Who This Helps
You're a Junior Analyst. You've done the work. Now you need to ship it so stakeholders say yes. This is for anyone in the Market Intelligence & Positioning course who wants their analysis to lead to real action.
Mini Case
Zaid, a junior analyst at a SaaS company, spent 12 hours scanning competitor claims. He found 3 big ones that were pure narrative noise. He isolated one market shift that changed his company's positioning. His boss approved his recommendation in 7 days. Zaid used the Signal Landscape Scan mission from the course to get there.
Do This Now (5 Steps)
- Start with the win. Write your recommendation first. What do you want approved? That's your north star.
- Cut the noise. From your competitor audit, pick only claims with hard evidence. Ignore the rest. This saves 40% of your time.
- Pick one wedge. Use the ICP Wedge Choice mission. Choose one customer segment that gives you the best shot. Justify it with 2 data points.
- Build a grid. List 3 competitors. Compare them on 3 criteria: price, feature set, and customer support. Show tradeoffs clearly.
- Write the one-pager. Summarize your positioning artifact on one page. No fluff. Your boss reads it in 2 minutes.
Avoid These Traps
- Don't include every data point. Stakeholders get lost. Pick 3 numbers max.
- Don't skip the tradeoff. If you recommend a wedge, say what you're giving up. Honesty builds trust.
- Don't use jargon. Say "customer need" not "market gap." Keep it simple.
- Don't wait for perfection. Ship a draft. Get feedback. Iterate.

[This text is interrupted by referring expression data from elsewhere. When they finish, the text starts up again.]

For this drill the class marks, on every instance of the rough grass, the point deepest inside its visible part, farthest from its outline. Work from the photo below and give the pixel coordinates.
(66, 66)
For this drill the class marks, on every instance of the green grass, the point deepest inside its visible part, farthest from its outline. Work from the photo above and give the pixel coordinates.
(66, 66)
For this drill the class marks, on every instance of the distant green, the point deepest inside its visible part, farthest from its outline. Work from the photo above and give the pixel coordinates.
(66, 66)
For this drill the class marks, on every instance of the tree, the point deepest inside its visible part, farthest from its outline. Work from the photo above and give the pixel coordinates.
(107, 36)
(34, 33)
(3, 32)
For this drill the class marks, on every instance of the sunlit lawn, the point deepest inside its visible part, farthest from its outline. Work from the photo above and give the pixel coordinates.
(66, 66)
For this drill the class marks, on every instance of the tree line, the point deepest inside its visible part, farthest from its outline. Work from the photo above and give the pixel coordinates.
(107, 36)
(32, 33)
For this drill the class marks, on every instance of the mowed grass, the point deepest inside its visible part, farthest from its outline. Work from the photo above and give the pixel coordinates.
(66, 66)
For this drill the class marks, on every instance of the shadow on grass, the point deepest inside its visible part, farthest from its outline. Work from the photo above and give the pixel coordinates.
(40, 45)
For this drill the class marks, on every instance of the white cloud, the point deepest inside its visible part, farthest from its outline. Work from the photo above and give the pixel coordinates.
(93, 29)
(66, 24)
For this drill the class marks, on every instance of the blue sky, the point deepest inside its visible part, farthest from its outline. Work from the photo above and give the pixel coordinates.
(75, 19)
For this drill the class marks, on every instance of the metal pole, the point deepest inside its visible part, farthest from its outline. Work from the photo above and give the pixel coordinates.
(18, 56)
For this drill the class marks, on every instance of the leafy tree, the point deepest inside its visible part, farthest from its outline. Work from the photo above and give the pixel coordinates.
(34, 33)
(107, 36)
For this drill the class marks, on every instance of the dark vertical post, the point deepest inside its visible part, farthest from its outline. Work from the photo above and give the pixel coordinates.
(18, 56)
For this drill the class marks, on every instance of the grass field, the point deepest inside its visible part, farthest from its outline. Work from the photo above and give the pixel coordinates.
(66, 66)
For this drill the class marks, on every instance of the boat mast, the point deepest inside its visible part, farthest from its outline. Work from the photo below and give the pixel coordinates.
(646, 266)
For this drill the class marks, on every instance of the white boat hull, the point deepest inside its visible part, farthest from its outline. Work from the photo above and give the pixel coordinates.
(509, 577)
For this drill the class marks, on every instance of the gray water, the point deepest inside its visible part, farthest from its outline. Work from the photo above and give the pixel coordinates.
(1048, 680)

- Don't forget the guardrails. In your positioning grid, note what you won't do. That's as important as what you will.
Your Win by Friday
By Friday, you'll have a one-page positioning artifact that your boss can approve. You'll know exactly which market shift to bet on. You'll have a clear recommendation backed by evidence. And you'll feel like a pro—because you are. (Plus, you'll have time for coffee.)